Geçen sezon ayarında bir bölümle dönüş yapmış.
S03E01
Fena dönmemiş. 2 bölüm hariç berbat geçen bir önceki sezondan daha iyi bir sezon olacağı izlenimini verdi. J.K. Simmons takviyesi hoşuma gitmemekle beraber Martha Plimpton, Tawny Newsome ve Richard Kind takviyelerinden memnun kaldım diyebilirim. Ayık Jim’i izlemesi de daha keyifliydi bana göre.
S03E02
Güzel bölümdü.
*Jules’u yeniden görmek güzeldi. İlk 2 sezonda sevemediğim Brockmire biraz daha sempatik gelmeye başladı bu sezon gözüme. Haliyle Jules onun damla damla damarına bastıkça üzüldüm biraz adama.

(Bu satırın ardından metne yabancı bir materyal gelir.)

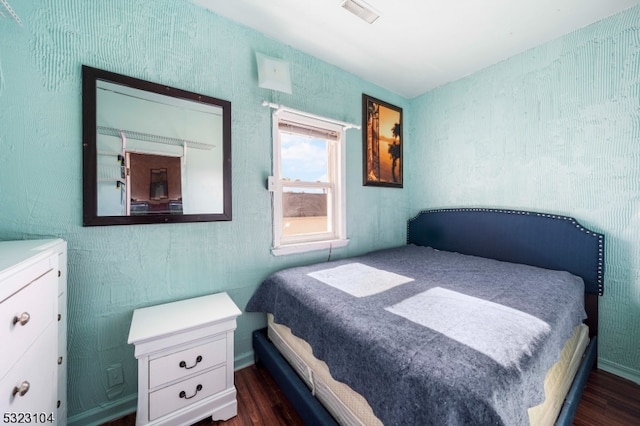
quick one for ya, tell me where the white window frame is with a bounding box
[269,108,351,256]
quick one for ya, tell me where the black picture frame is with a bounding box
[362,94,403,188]
[149,168,168,200]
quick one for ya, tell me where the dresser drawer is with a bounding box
[149,338,227,389]
[0,321,56,413]
[148,365,226,421]
[0,267,56,378]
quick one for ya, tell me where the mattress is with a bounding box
[267,314,589,426]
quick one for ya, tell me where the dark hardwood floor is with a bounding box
[103,366,639,426]
[572,368,640,426]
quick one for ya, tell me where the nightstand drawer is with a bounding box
[148,365,227,421]
[0,267,56,378]
[149,338,227,388]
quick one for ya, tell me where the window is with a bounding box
[269,109,350,255]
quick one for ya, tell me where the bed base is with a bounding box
[253,328,596,426]
[253,328,338,426]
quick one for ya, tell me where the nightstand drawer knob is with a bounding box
[179,355,202,370]
[179,384,202,400]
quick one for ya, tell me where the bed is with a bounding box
[247,208,604,425]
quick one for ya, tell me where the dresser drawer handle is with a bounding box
[12,381,30,397]
[12,312,30,326]
[179,384,202,400]
[179,355,203,369]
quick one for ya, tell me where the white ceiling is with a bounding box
[192,0,639,98]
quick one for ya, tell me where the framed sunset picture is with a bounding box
[362,94,403,188]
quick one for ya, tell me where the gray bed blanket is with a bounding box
[246,245,586,425]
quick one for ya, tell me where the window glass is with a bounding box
[280,133,328,183]
[282,186,329,237]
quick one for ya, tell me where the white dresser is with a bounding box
[0,239,67,425]
[128,292,241,426]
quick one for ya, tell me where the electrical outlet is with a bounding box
[107,364,124,388]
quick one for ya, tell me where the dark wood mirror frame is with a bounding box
[82,65,232,226]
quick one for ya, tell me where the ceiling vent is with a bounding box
[341,0,380,24]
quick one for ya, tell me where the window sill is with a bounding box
[271,239,350,256]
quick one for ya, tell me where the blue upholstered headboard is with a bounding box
[407,208,604,296]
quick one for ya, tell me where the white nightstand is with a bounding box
[128,292,242,426]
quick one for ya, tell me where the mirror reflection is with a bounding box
[83,66,231,226]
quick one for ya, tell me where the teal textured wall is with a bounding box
[2,0,639,422]
[0,0,409,421]
[408,6,640,384]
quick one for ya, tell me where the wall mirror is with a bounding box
[82,65,231,226]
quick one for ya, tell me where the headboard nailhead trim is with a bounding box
[407,208,604,295]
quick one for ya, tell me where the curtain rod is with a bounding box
[261,100,361,130]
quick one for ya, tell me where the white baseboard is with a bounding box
[67,393,137,426]
[599,358,640,385]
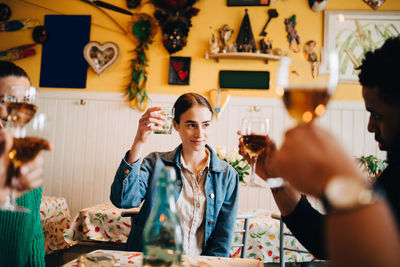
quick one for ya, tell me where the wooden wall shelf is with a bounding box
[205,52,280,63]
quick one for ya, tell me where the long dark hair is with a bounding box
[0,60,29,80]
[173,93,213,123]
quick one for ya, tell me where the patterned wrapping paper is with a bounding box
[65,202,315,263]
[231,209,316,263]
[62,249,263,267]
[40,196,72,254]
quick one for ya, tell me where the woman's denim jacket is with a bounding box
[110,144,239,257]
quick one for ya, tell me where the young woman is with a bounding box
[111,93,239,257]
[0,60,47,267]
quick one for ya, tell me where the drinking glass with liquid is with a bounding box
[276,50,339,125]
[240,116,270,187]
[154,107,175,135]
[1,87,51,213]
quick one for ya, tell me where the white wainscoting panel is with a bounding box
[38,91,384,216]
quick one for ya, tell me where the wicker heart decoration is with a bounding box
[83,41,119,75]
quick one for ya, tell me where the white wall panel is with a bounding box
[38,91,384,216]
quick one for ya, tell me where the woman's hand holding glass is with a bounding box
[128,106,173,164]
[135,107,169,143]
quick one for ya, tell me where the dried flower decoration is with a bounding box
[126,13,157,111]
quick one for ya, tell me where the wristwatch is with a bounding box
[321,175,376,213]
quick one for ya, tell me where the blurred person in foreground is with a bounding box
[239,36,400,265]
[273,123,400,266]
[0,60,50,267]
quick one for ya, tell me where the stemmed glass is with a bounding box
[240,117,270,187]
[276,50,339,125]
[1,86,50,212]
[267,51,338,189]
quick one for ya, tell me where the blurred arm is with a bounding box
[327,200,400,266]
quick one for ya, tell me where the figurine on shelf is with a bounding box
[228,43,237,53]
[260,38,272,54]
[218,24,234,53]
[236,9,256,53]
[209,26,220,54]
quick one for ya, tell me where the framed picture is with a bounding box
[323,10,400,83]
[227,0,269,6]
[168,56,191,85]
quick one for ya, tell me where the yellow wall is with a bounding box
[2,0,400,102]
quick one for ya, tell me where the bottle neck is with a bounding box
[156,172,177,209]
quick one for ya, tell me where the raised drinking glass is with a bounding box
[240,117,270,187]
[276,50,339,125]
[1,87,50,212]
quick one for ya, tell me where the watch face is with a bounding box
[325,176,363,209]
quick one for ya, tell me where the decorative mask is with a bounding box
[151,0,199,54]
[363,0,386,9]
[161,20,188,54]
[308,0,328,12]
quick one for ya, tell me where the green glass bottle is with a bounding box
[142,167,183,267]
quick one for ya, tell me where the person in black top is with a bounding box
[239,36,400,263]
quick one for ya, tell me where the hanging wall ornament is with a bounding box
[83,41,119,75]
[151,0,200,54]
[0,18,40,32]
[127,0,142,9]
[0,3,11,21]
[168,56,191,85]
[308,0,328,12]
[0,44,36,61]
[303,40,318,78]
[235,9,256,53]
[363,0,385,9]
[284,15,300,53]
[126,13,157,111]
[209,89,230,119]
[32,25,49,43]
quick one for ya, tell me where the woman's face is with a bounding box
[173,105,212,152]
[0,75,30,124]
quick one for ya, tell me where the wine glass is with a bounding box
[1,87,50,212]
[276,50,339,125]
[240,117,270,187]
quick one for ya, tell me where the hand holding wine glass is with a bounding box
[1,87,51,212]
[240,117,270,187]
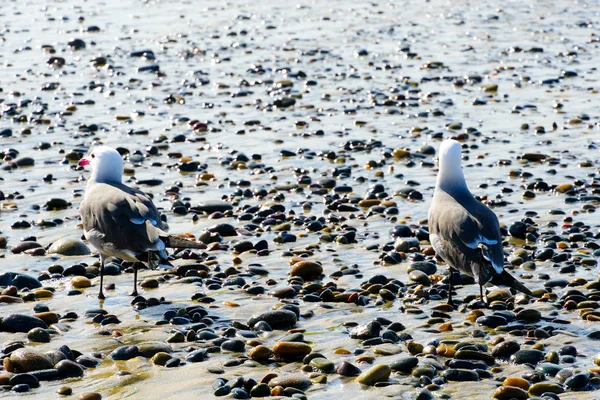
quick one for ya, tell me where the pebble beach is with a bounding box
[0,0,599,399]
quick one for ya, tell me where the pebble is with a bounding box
[247,310,297,330]
[273,342,312,359]
[355,364,391,385]
[48,238,90,255]
[267,374,311,390]
[71,276,92,289]
[289,261,323,279]
[27,327,51,342]
[8,349,54,372]
[1,314,47,332]
[55,360,84,378]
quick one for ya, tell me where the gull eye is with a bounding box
[91,154,96,158]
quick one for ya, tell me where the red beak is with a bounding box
[79,157,90,167]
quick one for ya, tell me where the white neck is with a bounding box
[436,140,468,192]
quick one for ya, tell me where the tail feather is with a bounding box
[161,235,207,250]
[490,270,534,297]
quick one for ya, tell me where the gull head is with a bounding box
[79,146,124,183]
[436,139,467,190]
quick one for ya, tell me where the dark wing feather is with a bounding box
[80,182,167,255]
[429,190,504,284]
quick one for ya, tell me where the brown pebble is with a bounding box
[79,393,102,400]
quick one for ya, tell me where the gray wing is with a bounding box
[80,182,168,256]
[429,191,504,283]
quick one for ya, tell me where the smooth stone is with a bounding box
[442,369,479,381]
[492,341,520,359]
[9,373,39,388]
[349,321,381,340]
[34,312,59,325]
[71,276,92,289]
[492,386,528,400]
[151,352,172,366]
[289,261,323,279]
[221,339,246,352]
[336,361,361,376]
[476,315,507,328]
[516,309,542,322]
[10,242,43,254]
[268,374,311,390]
[12,384,31,392]
[535,362,562,377]
[564,372,590,390]
[453,349,495,365]
[1,314,47,333]
[48,238,90,256]
[309,357,335,373]
[356,364,391,385]
[511,349,545,365]
[185,349,208,362]
[79,393,102,400]
[408,270,431,286]
[133,341,170,358]
[0,295,23,304]
[407,261,437,275]
[250,383,271,397]
[76,355,100,368]
[57,386,72,395]
[140,279,159,289]
[248,345,272,362]
[55,360,84,378]
[273,342,311,359]
[109,345,139,360]
[390,356,419,373]
[27,327,50,343]
[247,310,297,330]
[528,382,565,396]
[9,349,54,372]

*Brockmire-Gabby ikilisi, Brockmire-Charles ikilisinden daha iyi oldu sanki.
S03E04
Ne izledik lan biz? Daha doğrusu niye izledik bunu lan biz? Daha doğrusu Brockmire’ın s…..i b….n ailesinden bize ne? Bu arada ben neden bu kadar gerildim ki saçma sapan bir şekilde?
S03E05
Christine Woods’un konukluğu, C’yi yeniden görmek falan güzel şeylerdi ama bölümün tuzu biberi o çatlak hatun oldu. Genel olarak oldukça eğlenceli bir bölümdü. J.K. Simmons’ın içinde bulunduğu sahneler hariç elbette.
S03E06
Gabby’ye özel bölüm yapmışlar. Bölümün ilk yarısı fena değildi ama ikinci yarısı sıktı.
s03 e04
Bu bölüme ne gerek vardı gerçekten?
s03 e05
Bu bölüm de çok iyiydi diyemem ama önceki bölüm göz önüne alındığında fersah fersah iyiydi. Christine Woods’u görmek, Jim’in bileğindeki kendini uyarı mekanizması ve bölüm sonundaki konuşma sahnesi iyiydi.
S03E08 (Sezon Finali)
S03E04’ün ardından bu sezonun en kötü bölümüydü. Genel olarak baktığımızda fena bir sezon geçirmedik ama. En azından 2 bölüm hariç berbat geçen o 2. sezondan çok çok daha iyiydi kesinlikle.
Yeni sezonda görüşürüz.
Amanda Peet, Tyrel Jackson Williams ve Katie Finneran üçlüsü, 4. ve son sezonda yer alacaklarmış. Kadroya ayrıca Reina Hardesty (StartUp, Greenhouse Academy, The Flash) de dahil olmuş.
S4 Fragman
Özlemişim, iyi bir bölümle dönmüşler. Bazı sahnelerde iyi güldürdü. Fakat Jim
***
Oldukça başarılı bir bölümle açmış final sezonunu. Fikir güzel, uygulama da hiç fena değil. Şu 10 sene işi ve Reina Hardesty takviyesi epey renk katmış gibi görünüyor. Flashback sahnelerinin devam etmesi de yerinde bir karar olacaktır diye düşünüyorum. Hayırlısı olsun bakalım.
Jim’in
Jim’in beyzbolu kurtarması fikri ise şimdilik güzel duruyor. Eski günlerini hissettirecek gibi.
S04E02
Güzeldi bu bölüm de. Baya iyi başladık cidden bu sezona.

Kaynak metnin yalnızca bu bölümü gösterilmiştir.